Market News International reports that China is set to create a new investment company – called the State Foreign Exchange Investment Company.  It will supposedly by run by someone from the Finance Ministry, report directly to the state council and have a mandate to buy just about anything. MNI, citing Southern Weekend (a weekly published by the Guangdong communist party): 

The new vehicle is likely to be named the State Foreign Exchange Investment Corp and will be headed by Lou Jiwei, currently a Vice-Minister of Finance, the newspaper said. It will be placed under the direct control of the State Council, China's cabinet-level decision-making body.
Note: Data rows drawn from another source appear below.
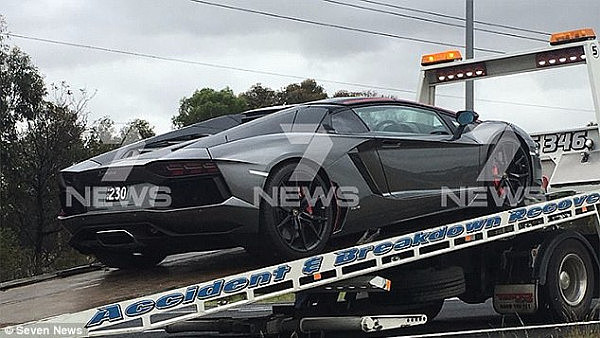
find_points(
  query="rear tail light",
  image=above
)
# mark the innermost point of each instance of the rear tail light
(185, 168)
The new company will take $210 bln in reserves to invest in stocks and bonds, to invest in or take over large multinational companies in key sectors, including big financial institutions, as well as to buy energy resources, the newspaper said.
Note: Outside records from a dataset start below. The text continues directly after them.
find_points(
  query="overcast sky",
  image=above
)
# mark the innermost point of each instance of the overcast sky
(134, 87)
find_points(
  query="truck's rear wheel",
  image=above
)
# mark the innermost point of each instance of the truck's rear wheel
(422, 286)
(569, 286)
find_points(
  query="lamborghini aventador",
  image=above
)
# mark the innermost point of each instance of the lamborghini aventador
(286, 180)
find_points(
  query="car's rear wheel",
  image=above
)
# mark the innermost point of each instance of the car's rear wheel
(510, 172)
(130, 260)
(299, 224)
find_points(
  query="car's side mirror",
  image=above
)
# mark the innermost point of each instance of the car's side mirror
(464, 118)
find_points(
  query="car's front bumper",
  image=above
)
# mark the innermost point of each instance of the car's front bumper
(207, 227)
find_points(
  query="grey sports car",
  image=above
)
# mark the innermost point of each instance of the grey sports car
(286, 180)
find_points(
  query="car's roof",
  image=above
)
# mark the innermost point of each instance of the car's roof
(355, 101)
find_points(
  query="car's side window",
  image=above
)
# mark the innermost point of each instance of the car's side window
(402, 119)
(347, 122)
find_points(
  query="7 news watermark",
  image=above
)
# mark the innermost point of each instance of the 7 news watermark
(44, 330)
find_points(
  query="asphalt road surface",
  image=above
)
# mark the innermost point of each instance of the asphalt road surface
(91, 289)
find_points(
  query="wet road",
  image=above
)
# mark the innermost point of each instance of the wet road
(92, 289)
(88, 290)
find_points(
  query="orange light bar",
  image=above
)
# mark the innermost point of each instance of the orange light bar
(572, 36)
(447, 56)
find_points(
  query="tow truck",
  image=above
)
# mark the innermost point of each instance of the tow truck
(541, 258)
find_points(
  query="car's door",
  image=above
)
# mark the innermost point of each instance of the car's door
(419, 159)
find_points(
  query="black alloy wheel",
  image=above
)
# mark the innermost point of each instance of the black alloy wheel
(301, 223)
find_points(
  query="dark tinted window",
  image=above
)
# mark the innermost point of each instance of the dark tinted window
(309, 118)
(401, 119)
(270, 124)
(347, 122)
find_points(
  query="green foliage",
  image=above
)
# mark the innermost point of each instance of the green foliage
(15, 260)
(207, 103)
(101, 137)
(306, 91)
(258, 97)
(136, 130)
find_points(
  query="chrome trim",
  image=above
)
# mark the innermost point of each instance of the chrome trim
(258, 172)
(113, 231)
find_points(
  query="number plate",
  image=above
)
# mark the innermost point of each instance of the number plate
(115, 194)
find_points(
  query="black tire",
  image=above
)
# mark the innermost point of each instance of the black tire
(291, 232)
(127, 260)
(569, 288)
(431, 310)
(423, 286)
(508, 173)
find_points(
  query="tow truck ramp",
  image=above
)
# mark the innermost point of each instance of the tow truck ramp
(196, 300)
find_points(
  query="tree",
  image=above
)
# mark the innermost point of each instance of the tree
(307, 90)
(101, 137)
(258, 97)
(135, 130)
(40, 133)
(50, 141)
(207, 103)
If Goldman can own a part of a Chinese bank, why cann't China also own a bit of Goldman?

Alas, the State Foreign Exchange Investment Company (SFEIC?) doesn’t really have much of a ring, name-wise.   It sounds almost like the State Administration of Foreign exchange.   SAFE won't go away, it just won't quite have as much money.   And it presumably would continue to invest in relatively safe assets.

Central Huijin will supposedly get a bit of money too.  $100b to the report.   It already has $60b.  But it will basically just manage those PBoC reserves that have been used to recapitalize the banking system.  Nothing much changes, in other words, except that it will get a bit more money.  Presumably to help clean up the Agricultural Bank of China (ABC).
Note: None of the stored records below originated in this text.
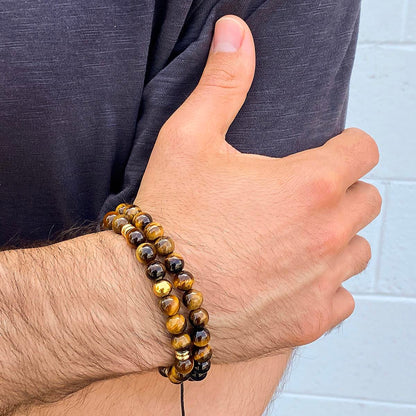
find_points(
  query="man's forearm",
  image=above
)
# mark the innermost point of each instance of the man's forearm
(72, 313)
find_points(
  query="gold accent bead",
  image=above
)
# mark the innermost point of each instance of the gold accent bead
(162, 288)
(181, 342)
(169, 305)
(121, 208)
(182, 355)
(203, 354)
(125, 229)
(131, 211)
(183, 280)
(192, 299)
(176, 324)
(164, 246)
(118, 223)
(108, 219)
(153, 231)
(145, 253)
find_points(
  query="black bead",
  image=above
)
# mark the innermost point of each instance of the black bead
(174, 263)
(155, 270)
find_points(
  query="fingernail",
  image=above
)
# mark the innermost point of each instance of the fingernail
(228, 35)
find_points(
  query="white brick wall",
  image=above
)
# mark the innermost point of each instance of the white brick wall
(367, 367)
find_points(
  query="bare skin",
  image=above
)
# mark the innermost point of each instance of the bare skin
(270, 242)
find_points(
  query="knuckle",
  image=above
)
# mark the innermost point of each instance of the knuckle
(329, 240)
(364, 255)
(221, 74)
(323, 188)
(366, 143)
(375, 199)
(314, 323)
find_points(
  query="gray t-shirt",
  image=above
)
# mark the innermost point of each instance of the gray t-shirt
(86, 85)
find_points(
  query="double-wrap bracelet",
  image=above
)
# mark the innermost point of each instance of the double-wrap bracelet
(192, 356)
Of course, another report says that Central Huijin will become the state investment company, and be allowed to issue yuan bonds to finance its pile of foreign assets.  

The government is expected to introduce a number of foreign exchange reform measures this year including setting up a state forex investment company, the China Securities Journal reported, citing a state official that it did not name.  The government is likely to reorganize the central bank's investment arm, China Huijin Investment, into the forex company, which will buy and invest in foreign exchange reserves, using funds raised from the issue of yuan-denominated bonds, the report said. 

That sounds a bit like Japan back when Japan’s Ministry of Finance used to issue yen bonds to buy dollars back in the pre-carry trade days of yen strength.   The question I have is who will be responsible, in theory, for the losses Central Huijin (or any other investment vehicle) could take if the returns on their external investment don’t offset their capital losses from a strengthening yuan?

Suffice to say, early reporting is not entirely consistent.  But something seems to be up.   Reuters now has a summary of these reports up as well.   Suffice to say that the reported $600b of Chinese holdings of Treasuries does somewhat undermine the overall credibility of the story, since, based on the US data, there is no way China holds $600b of Treasuries.  $600b of Treasuries and Agencies maybe ...

UPDATE: The FT -- drawing on work by Barclay's Capital -- has a bit of speculation on the potential impact of a big fall in central bank demand for bonds.  As I noted in the comments, I rather suspect it will take a bit of time for China to set up some variant of the People's Investment Company -- and at this stage, I wouldn't expect the People's Investment Company to just buy equities.  Moreover, my personal expectation is that much of the fall off in official purchases by oil exporters --- some recent work Rachel Ziemba and I have done indicates that oil central banks and oil investment funds added around $450b to their assets in 2006 -- will be offset by a rise in Chinese purchases.  I expect China's current account surplus to rise significantly, and for hot money inflows into China to pick up on the back of expectations of faster RMB appreciation and the strength of the local equity market.    So I am not looking for central bank demand for US and European bonds to fall off a cliff -- but I also would expect it to moderate somewhat as both China and the oil states without oil investment funds (the Saudis and the Russians) start to look to put their still growing stockpiles of funds to a bit better use.